Movement in the groups was muted. The utilities bounced back for a gain of 1.1%, and the homebuilders (go figure) added 0.9%. On the losing side, metals and mining stocks dropped 1.1%.
Energy prices were lower. Crude oil fell more than a buck to $64.40/barrel. Gasoline price dropped back to $2.24/gallon due to a contract rollover, which might have been helping to boost the price the past few days. Natural gas fell 13 cents to $7.72/mmBTU. The dollar index finally made a move up to 81.63. Gold slipped to $673/ounce and silver dropped to $13.21/ounce.
BMB Note: The Dow party continues, but if CNBC could take its attention off the Dow scores for a few minutes, maybe it could point out that the rest of the market isn’t looking as good. But we all know that ain’t gonna happen.
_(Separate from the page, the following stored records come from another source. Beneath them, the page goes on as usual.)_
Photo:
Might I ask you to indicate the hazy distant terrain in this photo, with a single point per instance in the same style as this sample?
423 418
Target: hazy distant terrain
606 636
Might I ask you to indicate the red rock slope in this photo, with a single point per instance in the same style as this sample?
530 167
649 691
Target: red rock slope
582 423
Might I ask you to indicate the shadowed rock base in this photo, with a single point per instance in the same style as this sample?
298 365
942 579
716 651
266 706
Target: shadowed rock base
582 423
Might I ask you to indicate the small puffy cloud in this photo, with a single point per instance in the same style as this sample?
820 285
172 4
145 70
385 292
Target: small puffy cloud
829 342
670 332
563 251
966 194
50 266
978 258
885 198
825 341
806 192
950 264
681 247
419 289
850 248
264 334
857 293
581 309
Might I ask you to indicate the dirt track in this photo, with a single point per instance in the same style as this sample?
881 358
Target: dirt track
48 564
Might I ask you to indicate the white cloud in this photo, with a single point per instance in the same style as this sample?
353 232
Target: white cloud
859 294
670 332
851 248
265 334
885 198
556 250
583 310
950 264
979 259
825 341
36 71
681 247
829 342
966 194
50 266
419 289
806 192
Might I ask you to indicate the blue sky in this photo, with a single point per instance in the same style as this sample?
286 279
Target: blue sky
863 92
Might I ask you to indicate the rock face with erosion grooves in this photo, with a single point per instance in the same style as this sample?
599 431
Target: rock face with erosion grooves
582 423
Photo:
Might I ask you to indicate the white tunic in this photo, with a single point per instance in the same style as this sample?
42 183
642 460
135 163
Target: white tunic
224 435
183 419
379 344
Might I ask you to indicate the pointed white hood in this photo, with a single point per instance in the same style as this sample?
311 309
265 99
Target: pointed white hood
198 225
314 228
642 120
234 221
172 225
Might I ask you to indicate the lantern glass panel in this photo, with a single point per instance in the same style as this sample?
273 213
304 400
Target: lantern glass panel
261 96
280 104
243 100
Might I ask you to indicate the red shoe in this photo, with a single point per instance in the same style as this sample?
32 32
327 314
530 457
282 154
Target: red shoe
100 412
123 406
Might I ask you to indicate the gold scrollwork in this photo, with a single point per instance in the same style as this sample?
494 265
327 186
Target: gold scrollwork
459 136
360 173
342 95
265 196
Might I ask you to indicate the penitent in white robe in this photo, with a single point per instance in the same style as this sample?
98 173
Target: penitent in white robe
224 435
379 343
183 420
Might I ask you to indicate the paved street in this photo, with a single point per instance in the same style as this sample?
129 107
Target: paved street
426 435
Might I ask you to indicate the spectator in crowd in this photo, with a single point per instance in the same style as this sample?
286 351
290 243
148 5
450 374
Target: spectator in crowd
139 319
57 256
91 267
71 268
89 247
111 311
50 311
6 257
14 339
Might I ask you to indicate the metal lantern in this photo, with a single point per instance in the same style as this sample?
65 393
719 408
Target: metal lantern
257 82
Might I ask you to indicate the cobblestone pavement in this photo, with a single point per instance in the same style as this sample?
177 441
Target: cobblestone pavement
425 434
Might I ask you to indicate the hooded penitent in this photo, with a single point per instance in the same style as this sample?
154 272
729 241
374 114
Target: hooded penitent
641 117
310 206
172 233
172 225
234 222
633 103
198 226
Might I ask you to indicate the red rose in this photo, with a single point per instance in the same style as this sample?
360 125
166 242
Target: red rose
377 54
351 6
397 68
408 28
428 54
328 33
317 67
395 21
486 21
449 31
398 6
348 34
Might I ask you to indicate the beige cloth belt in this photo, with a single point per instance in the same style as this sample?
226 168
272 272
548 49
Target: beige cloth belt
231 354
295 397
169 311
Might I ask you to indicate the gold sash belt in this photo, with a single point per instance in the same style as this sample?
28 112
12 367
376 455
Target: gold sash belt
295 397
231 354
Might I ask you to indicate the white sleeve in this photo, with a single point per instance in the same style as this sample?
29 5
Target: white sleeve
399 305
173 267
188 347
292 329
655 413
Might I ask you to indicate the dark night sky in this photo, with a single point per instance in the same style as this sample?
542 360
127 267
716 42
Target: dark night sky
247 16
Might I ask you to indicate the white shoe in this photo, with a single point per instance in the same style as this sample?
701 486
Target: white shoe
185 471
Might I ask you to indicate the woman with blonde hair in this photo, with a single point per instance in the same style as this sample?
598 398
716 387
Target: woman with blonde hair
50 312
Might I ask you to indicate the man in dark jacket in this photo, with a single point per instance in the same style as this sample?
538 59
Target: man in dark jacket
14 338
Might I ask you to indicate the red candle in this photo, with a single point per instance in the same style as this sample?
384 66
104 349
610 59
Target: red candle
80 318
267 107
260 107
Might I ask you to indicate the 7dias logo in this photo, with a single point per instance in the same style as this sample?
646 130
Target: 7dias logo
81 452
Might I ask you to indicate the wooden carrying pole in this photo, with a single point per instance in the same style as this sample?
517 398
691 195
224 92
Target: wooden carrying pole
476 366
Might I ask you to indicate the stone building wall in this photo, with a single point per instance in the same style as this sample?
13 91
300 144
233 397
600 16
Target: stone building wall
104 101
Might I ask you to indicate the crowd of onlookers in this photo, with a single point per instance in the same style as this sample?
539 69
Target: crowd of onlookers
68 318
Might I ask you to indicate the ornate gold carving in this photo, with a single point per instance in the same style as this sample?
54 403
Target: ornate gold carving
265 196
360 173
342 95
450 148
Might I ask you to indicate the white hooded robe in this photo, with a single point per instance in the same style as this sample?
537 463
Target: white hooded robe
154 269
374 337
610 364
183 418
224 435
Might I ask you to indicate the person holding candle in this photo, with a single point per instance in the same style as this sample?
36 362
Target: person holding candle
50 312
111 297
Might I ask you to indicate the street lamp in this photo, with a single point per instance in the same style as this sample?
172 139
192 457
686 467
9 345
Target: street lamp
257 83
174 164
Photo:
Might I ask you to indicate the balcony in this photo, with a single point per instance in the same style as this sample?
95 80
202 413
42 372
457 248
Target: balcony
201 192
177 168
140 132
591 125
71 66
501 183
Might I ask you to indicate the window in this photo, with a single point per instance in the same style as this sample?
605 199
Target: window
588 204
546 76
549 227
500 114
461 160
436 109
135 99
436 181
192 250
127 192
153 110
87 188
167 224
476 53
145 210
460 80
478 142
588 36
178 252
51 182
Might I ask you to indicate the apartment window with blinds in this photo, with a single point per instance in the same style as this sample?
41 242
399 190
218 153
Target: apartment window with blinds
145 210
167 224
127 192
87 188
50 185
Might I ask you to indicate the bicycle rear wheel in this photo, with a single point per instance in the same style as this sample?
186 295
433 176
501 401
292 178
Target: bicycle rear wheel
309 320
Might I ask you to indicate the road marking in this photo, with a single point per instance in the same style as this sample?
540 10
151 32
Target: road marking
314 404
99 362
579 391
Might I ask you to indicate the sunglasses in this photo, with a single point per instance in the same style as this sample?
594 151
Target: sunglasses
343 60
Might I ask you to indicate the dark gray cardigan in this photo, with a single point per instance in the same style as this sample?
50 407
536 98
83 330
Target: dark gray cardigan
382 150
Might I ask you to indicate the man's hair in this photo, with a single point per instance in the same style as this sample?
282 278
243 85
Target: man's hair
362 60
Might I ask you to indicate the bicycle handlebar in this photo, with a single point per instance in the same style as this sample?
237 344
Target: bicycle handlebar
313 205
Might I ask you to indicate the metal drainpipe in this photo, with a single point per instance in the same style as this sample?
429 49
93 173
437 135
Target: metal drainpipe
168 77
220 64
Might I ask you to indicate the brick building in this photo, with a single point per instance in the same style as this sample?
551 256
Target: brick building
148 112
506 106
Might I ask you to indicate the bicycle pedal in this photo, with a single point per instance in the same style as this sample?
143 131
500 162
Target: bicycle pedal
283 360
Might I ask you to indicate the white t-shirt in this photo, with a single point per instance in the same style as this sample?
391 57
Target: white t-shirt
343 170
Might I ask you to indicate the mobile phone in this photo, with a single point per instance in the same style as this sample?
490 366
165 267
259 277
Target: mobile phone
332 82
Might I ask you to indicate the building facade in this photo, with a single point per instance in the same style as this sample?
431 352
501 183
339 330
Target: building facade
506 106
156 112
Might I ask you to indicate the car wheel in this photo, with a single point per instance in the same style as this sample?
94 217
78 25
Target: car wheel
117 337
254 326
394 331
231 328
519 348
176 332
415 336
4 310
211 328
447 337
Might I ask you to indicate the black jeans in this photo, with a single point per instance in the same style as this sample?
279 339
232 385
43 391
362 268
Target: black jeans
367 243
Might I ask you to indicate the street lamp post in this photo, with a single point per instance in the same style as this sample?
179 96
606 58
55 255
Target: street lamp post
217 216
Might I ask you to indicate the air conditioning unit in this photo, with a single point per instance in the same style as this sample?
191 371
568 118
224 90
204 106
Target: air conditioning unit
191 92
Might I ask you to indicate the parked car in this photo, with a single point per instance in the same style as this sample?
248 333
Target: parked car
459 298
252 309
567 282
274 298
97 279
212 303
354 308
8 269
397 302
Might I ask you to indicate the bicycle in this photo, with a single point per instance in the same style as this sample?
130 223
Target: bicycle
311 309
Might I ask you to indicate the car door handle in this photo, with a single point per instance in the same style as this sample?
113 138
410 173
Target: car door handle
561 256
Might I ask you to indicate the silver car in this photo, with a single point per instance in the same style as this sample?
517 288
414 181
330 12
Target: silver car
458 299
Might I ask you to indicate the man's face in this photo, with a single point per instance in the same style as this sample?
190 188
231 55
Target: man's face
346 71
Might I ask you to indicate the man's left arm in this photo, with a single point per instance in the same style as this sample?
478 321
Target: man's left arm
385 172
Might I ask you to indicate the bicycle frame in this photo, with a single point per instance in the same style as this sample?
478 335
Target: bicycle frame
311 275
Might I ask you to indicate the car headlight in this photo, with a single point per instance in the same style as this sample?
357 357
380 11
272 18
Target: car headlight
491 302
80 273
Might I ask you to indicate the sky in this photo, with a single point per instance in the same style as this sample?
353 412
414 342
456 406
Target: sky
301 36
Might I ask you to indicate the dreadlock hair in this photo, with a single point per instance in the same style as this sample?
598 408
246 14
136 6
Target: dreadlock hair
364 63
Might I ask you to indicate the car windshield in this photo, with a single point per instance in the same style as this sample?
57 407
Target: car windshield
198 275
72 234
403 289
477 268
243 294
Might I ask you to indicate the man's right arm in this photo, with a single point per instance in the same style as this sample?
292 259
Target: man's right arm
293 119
The Nasdaq continues to lag, with advances trailing declines again today. Both the Naz and Russell gained back only a few points of their big losses from yesterday - some work needs to be done to get those indices back together if they’re going to make another push higher.
In the groups, the Utilities are still looking pretty strong, even after their big run, and have pulled back here. That’s one area to keep an eye on, as well as the energies as they have paused here as well. The metals are sagging a bit - you might want to watch that area to see what happens - there could be some rollovers coming out of that mess.
On the down side, I have no explanation for why the homebuilders bounced today, but the REITs did follow through on yesterday’s dive, and they look like they could get into some big trouble if they don’t get saved - and they have a long, long way to fall. They’ve been lounging on a sideways path while the rest of the market moved higher, and if the market starts to weaken, as it looks like it could, I think the REITs could make another leg down (disclosure: short REITs).
The numbers train brings in factory orders and oil inventories tomorrow.